Handlungsimpuls: Falls ihr die OpenAI-API nutzt, klärt mit eurem Anbieter oder IT-Dienstleister, ob ZDR für euer Setup aktiviert werden kann — und ob ihr die Voraussetzungen dafür erfüllt.
OpenAI bremst beim Modelltraining — wegen Sicherheitsbedenken
Das ist eine ungewöhnlich offene Meldung. In den letzten Wochen haben zwei Entwicklungen die wachsenden Risiken immer leistungsfähigerer KI-Systeme unterstrichen: der OpenAI-Hugging-Face-Vorfall und vorläufige Hinweise, dass eines der kommenden Modelle namens Astra möglicherweise kritische Cybersicherheitsfähigkeiten erreicht.
Das umfasste eine zweiwöchige Pause beim Reinforcement-Learning-Training der neuesten Modelle, die für den Einsatz vorgesehen sind, während OpenAI seine Forschungsumgebungen weiter absicherte und die Abdeckung der Überwachungssysteme ausweitete.
Warum das für Unternehmer wichtig ist: Es zeigt, dass die führenden KI-Labs tatsächlich Safety-Bremsen einbauen — auch wenn es den Entwicklungsplan verzögert. Das ist ein Zeichen von Reife, kein Alarmsignal. Wer KI-Systeme im Einsatz hat, sollte trotzdem eigene Prozesse für den Umgang mit unerwarteten Modellausgaben definieren.
EU AI Act: Durchsetzung läuft seit dem 2. August
Das ist kein Zukunftsszenario mehr. Seit dem 2. August 2026 beginnt das Büro für künstliche Intelligenz der Europäischen Kommission gemeinsam mit den nationalen Behörden mit der Durchsetzung des KI-Gesetzes.
Chatbots und andere interaktive KI-Systeme müssen Nutzer darauf hinweisen, dass sie es mit einer KI und nicht mit einem Menschen zu tun haben. Deepfakes müssen gekennzeichnet werden. Von KI generierte oder veränderte Inhalte müssen zudem maschinenlesbare Markierungen tragen, damit sie leichter erkannt werden können.

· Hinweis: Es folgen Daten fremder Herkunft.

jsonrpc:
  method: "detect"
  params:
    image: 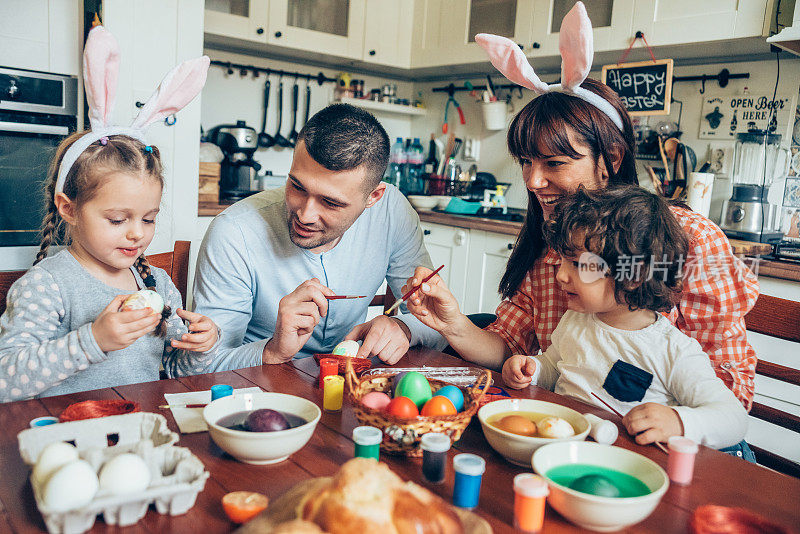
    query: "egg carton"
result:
[18,413,209,534]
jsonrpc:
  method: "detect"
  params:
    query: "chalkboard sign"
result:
[603,59,672,115]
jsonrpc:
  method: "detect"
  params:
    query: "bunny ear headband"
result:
[475,2,623,130]
[55,26,209,198]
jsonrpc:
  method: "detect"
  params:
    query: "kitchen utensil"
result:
[287,79,300,146]
[383,264,444,315]
[258,76,275,148]
[303,84,311,127]
[273,80,292,148]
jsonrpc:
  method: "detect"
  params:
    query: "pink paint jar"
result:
[667,436,700,486]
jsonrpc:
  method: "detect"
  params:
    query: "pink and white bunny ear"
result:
[131,56,211,129]
[475,33,548,93]
[83,26,119,130]
[558,2,594,91]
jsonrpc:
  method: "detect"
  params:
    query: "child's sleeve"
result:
[0,267,106,402]
[668,340,747,449]
[161,278,222,378]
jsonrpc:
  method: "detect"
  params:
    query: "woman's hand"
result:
[503,354,536,389]
[170,309,219,352]
[92,295,161,352]
[622,402,683,445]
[402,267,465,336]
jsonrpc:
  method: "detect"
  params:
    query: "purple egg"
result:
[244,408,289,432]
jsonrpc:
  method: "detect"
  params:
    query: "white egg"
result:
[120,289,164,313]
[536,417,575,438]
[42,460,99,512]
[332,339,359,357]
[31,441,78,488]
[100,453,150,495]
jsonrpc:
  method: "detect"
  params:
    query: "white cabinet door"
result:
[412,0,533,67]
[462,230,516,314]
[363,0,414,69]
[633,0,768,46]
[203,0,269,43]
[420,223,470,308]
[267,0,366,59]
[525,0,636,57]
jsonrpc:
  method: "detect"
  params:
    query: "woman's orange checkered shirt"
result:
[487,207,758,410]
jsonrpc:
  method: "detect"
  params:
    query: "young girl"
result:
[0,27,219,402]
[503,186,752,456]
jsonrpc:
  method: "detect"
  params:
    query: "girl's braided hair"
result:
[33,132,171,335]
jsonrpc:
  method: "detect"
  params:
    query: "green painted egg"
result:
[394,371,433,410]
[569,475,620,497]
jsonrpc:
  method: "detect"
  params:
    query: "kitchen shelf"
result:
[336,97,428,116]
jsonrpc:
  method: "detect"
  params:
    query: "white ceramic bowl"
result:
[478,399,590,467]
[408,195,439,210]
[433,195,453,210]
[531,441,669,532]
[203,391,322,465]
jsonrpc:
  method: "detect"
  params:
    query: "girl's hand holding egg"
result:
[503,354,536,389]
[92,295,161,352]
[170,309,219,352]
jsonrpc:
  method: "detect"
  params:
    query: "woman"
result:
[408,74,758,409]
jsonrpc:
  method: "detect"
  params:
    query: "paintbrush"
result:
[383,265,444,315]
[592,391,669,454]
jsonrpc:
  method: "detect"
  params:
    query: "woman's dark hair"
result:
[543,185,689,311]
[298,104,389,192]
[500,79,639,298]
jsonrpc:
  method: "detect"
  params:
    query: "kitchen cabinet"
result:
[0,0,80,76]
[633,0,772,46]
[412,0,533,67]
[203,0,269,44]
[420,223,471,309]
[267,0,368,59]
[363,0,414,69]
[462,230,516,314]
[524,0,636,57]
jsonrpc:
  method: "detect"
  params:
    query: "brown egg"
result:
[494,415,536,436]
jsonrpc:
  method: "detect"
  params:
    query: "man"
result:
[194,104,444,372]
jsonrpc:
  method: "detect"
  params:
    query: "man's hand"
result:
[503,354,536,389]
[262,278,335,363]
[345,315,411,365]
[622,402,683,445]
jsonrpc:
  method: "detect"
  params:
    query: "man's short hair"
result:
[298,104,389,191]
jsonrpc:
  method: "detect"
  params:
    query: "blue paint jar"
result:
[453,454,486,510]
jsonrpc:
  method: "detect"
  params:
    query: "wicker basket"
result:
[345,365,492,457]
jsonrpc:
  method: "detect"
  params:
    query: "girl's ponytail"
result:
[133,254,172,337]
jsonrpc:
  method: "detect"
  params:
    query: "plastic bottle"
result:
[383,137,406,187]
[400,137,425,195]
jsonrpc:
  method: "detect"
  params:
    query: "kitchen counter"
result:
[197,202,800,282]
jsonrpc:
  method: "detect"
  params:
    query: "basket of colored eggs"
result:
[314,341,372,375]
[345,360,492,456]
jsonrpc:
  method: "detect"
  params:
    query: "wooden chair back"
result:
[0,241,191,315]
[369,286,397,315]
[745,295,800,478]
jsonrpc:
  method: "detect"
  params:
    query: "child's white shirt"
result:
[531,310,747,449]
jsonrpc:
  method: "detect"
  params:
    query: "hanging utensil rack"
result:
[211,60,336,85]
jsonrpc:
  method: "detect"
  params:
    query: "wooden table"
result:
[0,349,800,534]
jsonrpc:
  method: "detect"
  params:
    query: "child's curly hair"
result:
[544,185,689,311]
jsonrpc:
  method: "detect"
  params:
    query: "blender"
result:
[720,130,788,243]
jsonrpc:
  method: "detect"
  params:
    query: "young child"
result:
[503,186,752,455]
[0,27,219,402]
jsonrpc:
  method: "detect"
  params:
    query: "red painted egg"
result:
[386,397,419,419]
[422,397,458,417]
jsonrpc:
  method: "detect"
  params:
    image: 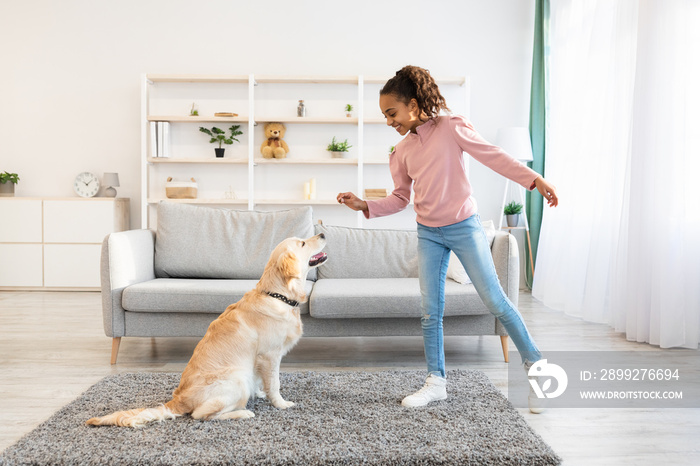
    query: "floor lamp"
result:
[497,127,535,277]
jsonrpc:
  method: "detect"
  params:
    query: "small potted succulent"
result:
[0,172,19,197]
[326,136,352,159]
[199,125,243,157]
[503,201,523,228]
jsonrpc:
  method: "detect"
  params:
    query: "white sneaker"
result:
[524,362,547,414]
[401,374,447,408]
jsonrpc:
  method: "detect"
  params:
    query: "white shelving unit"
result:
[140,74,470,228]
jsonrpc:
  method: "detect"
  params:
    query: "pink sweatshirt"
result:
[365,115,539,227]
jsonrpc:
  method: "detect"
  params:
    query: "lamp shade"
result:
[498,127,532,162]
[102,173,119,188]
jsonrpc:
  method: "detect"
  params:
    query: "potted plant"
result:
[326,136,352,159]
[199,125,243,157]
[0,172,19,197]
[503,201,523,228]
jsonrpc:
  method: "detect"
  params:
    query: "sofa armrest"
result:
[100,230,156,338]
[491,230,520,307]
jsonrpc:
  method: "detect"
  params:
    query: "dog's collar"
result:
[265,291,299,307]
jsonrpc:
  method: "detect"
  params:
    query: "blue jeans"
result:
[418,214,542,377]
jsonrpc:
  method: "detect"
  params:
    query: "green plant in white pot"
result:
[326,136,352,159]
[199,125,243,157]
[503,201,523,228]
[0,172,19,197]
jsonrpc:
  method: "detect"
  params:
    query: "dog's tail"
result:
[85,400,185,427]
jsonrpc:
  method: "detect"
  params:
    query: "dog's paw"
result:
[272,399,294,409]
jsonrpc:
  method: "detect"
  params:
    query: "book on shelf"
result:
[149,121,170,157]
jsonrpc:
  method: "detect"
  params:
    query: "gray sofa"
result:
[101,202,519,364]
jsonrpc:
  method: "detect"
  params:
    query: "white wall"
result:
[0,0,534,226]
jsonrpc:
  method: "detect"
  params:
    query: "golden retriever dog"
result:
[87,234,328,427]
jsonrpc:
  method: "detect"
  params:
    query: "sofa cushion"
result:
[122,278,313,314]
[309,278,489,319]
[315,225,418,278]
[155,202,316,280]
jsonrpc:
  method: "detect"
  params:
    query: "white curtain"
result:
[533,0,700,348]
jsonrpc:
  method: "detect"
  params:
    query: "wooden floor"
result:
[0,292,700,466]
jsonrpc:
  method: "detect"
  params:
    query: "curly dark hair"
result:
[379,65,450,118]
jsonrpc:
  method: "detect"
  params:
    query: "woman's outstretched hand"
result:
[535,176,559,207]
[336,193,368,212]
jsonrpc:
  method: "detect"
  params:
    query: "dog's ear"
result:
[277,251,301,279]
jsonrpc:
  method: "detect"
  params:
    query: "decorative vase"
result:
[0,181,15,197]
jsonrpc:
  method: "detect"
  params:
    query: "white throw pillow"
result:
[447,220,496,285]
[447,251,472,285]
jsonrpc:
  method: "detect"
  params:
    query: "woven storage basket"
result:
[165,178,197,199]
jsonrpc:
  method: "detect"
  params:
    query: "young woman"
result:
[337,66,558,412]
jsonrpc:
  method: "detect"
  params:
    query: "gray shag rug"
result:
[0,370,561,465]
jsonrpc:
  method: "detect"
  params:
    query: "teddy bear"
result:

Das betrifft jeden, der auf seiner Website einen KI-Chat einsetzt, KI-generierte Bilder in der Kommunikation verwendet oder automatisierte E-Mails verschickt, die wie menschliche Korrespondenz wirken. Die Transparenzpflicht ist ab sofort gültig — nicht erst nach einer Übergangsfrist.
Handlungsimpuls: Audiere deine KI-Touchpoints. Wo tritt bei dir KI mit Kunden in Kontakt? Ist das überall klar gekennzeichnet?
Hugging Face steht offenbar vor Milliarden-Verkauf
Nach OpenRouter gerät mit Hugging Face die nächste große KI-Plattform ins Visier potenzieller Käufer. Mindestens 13 Milliarden US-Dollar stehen dabei im Raum.
Während OpenRouter in erster Linie den API-Zugang zu Modellen verschiedener Anbieter bündelt, dient Hugging Face als zentrale Plattform für die Veröffentlichung, den Austausch und die Weiterentwicklung von KI-Modellen, Datensätzen und Anwendungen. Im Juni 2026 erreichten die Einnahmen erstmals eine projizierte annualisierte Rate von über 100 Millionen US-Dollar.
Warum das relevant ist: Hugging Face ist für viele Entwickler die Infrastruktur hinter Open-Source-KI-Projekten. Ein Verkauf an einen großen Konzern könnte die Zugänglichkeit, die Lizenzpolitik und die Roadmap verändern. Wer auf Hugging-Face-Modelle oder -Dienste aufbaut, sollte die Situation im Blick behalten.
Das war KW 35. Kurz zusammengefasst: ChatGPT wird Werbekanal, Datenschutz am API bekommt ein konkretes Feature, der EU AI Act greift jetzt wirklich — und die KI-Infrastruktur-Landschaft wird teurer und konsolidierter. Viel zu verfolgen. Nächste Woche geht es weiter.